The most intriguing thing about the new peer-reviewed paper of the same name as today’s post in Nature: Scientific Reports by Abbas Golestani and Robin Gras is that it is longer than the one word it takes to authoritatively answer the question.
No. We cannot predict the unpredictable.
Nor do we do that good a job at predicting the predictable, as anybody who has ever spent time with models of complex systems like the stock market and global climate system realize (or should realize).
Those who have long been at this game have seen every form of hype and promise come down the pike, each new method touted to fix the shortcomings of the previous wonder. Yet the glory always fades.
Anyway, our authors have devised a “novel” algorithm which they christen GenericPred, which fixes the shortcomings of models such as ARMIA, GARCH, and MLP. Before describing it, at the top of this post is a picture of one of the predictions of the Dow Jones Industrial Average.
We don’t need to understand how forecast “goodness” was defined to be able to see that GenericPred handily beats three other standard methods. Two other pictures show similar performance for other periods of the DJIA. The GenericPred also seems to do well predicting (one version of) the global average temperature anomaly (it predicts an increase of a whopping ~2.5C over the next century).
Looking only at these pictures, it appears GenericPred is hot stuff. Obviously, the old-fashioned methods bit into the seeming increase of the DJIA (pictured above) and were burnt. But not GenericPred. No, sir. It—somehow—sensed that changes were coming and, more or less, nailed the decrease.
I don’t buy it. I may be wrong—yes, dear reader, it is possible that I am mistaken—but I don’t think so. My misgivings flow from the nature of their algorithm and its relation to chaotic signals. But, hey, if I’m wrong and these guys really can predict the stock market two years in advance, they’ll be billionaires in short order and I’ll still be running this penny-ante blog.

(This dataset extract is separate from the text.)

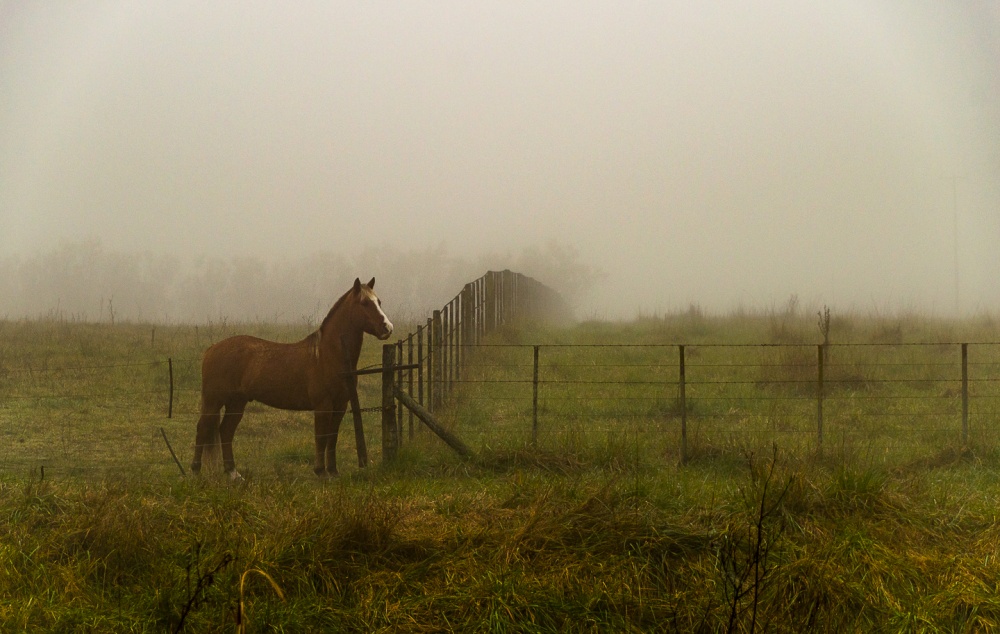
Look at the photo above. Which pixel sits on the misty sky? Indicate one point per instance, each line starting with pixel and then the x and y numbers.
pixel 720 153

GenericPred is based on a good idea, which I’ll roughly summarize. Take a series y1, y2, …, yT and compute some measure of chaos, like a Lyapunov exponent. Now posit new values of the series, yT+1, yT+2, …, yT+m, and then compute the (say) Lyapunov exponent for the augmented series y1, …, yT+m. Pick those values of yT+1, …, yT+m that minimize the distance between the (say) Lyapunov exponent of the original and the augmented series.
This makes some sense because, if the series is indeed chaotic, and no external changes in the causes of this series are expected, then the nature of that series, as measured by various indexes, should remain constant. That there are or can be external changes in causes is obvious, and is why the authors look before and after the last financial “crisis.”
Still with me?
Now if you have had any experience with chaotic time series, you know that, like the DJIA, they are apt to fly off hither and yon. Chaotic signals are those that are caused (as is every time series) but which are sensitive to initial conditions. The weest perturbation at the beginning (or really anywhere) could and does result in wildly different values now. This is why they are so difficult to predict.
Take another look at the prediction picture above. The data before (on or about 1 July 2007) were used to fit the various models, and the predictions came afterward. What would this plot look like if the authors had used date up to, say, 29 June 2007? The old-school models would probably still stink. But it’s not at all clear GenericPred would do as well—because the series is chaotic. Chaotic signals are just as likely to rise as fall. Very curious they got it so startlingly right.
And could something as humble as the Lyapunov exponent (or some other univariate measure) really hold the secret to all possible future values of the stock market?
Every scientist wants to think the best of his creation. Could these researchers have played (in honest earnestness) with the dates to show us the most dramatic discrepancies between their model and the old-school methods? Since these series are chaotic it would be truly remarkable if the method weren’t sensitive to the dates chosen to model and forecast.
The pictures look a little too neat, the points of departure of the old-school models and GenericPred a little too sharp. I do not suggest any nefariousness. But if this new method is to follow the history of all other methods, and prove to be not as exciting as initially promised, it will be because the authors fooled themselves by tinkering one step too many to present their best case.
Anyway, I predict at least a brief GenericPred boom among prediction clients. If the model works as well as promised by these figures, then the authors ought to get rich off the stock market.
Incidentally, all predictions methods should be accompanied by measures of uncertainty. The old-school methods automatically give these, but GenericPred does not. That should be the authors’ next step.
Update One of the authors (Gras) responded in comments below.
Thanks to reader Rich Kyllo for bringing this paper to our attention.